- Born: 1783 Kangchon, Gangwon-do, South Korea
- Died: 24 May 1839 (aged 55–56) Small West Gate, Seoul, South Korea
- Venerated in: Catholic Church
- Beatified: 5 July 1925 by Pope Pius XI
- Canonized: 6 May 1984 by John Paul II
- Feast: 20 September

= Anna Pak Agi =

Catholic saint, one of the Korean Martyrs

Anna Pak Agi (1782 – 24 May 1839) is one of 103 Korean Martyrs. Her feast day is May 24, and she is also venerated along with the rest of the 103 Korean martyrs on 20 September.

== Biography ==
Anna Pak A-gi [Agi] was born in 1783 in Gangcheon, Joseon. Her family was Catholic.
Anna was naturally slow, and she had great difficulty in learning about religion. She consoled herself by saying, "Since I cannot know my God as I should desire to do, I will at least endeavor to love Him with all my heart."

She married a Christian, Frans Tae Mun-haeong. They had two sons and three daughters. She felt particular devotion in meditating on the Passion of our Lord: the sight of his five wounds was sufficient to draw tears from her eyes.

She was arrested with her husband and eldest son. The latter had numerous friends at court, who did all in their power to make them apostates, and at length succeeded as far as her husband and son were concerned: they were then set free. Anna, however, remained firm. The judge often tried to shake her determination by severity or by kindness, but his endeavors were vain.

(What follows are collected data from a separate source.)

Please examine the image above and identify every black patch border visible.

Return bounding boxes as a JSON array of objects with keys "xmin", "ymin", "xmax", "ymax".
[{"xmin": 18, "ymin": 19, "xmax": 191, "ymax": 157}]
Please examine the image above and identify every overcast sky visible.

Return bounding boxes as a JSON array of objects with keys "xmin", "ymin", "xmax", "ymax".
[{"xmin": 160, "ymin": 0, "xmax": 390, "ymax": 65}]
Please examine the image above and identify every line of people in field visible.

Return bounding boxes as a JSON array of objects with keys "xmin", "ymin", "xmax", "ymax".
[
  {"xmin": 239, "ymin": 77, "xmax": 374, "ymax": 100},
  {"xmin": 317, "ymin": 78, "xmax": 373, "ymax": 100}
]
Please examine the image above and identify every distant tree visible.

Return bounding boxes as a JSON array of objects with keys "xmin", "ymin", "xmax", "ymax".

Her husband and son came to see her daily and entreated her to say but one word, and leave the prison. They presented to her the desolation of her family, her old mother at the point of death, her children crying out for her, but her resolution was unshaken. "What," she said, "for a few days of life will you expose yourselves to everlasting death? Instead of soliciting me to transgress, you should exhort me to remain steadfast. Return, return rather to God, and envy me my happiness."

Anna remained in prison for three months, and died on 24 May 1839, at the age of fifty-seven. After this, Anna was beatified on 5 July 1925 following her death in prison after refusing to renounce her Catholic faith. She was later canonized by Pope John Paul II, in Seoul, South Korea, as one of the Korean Martyrs.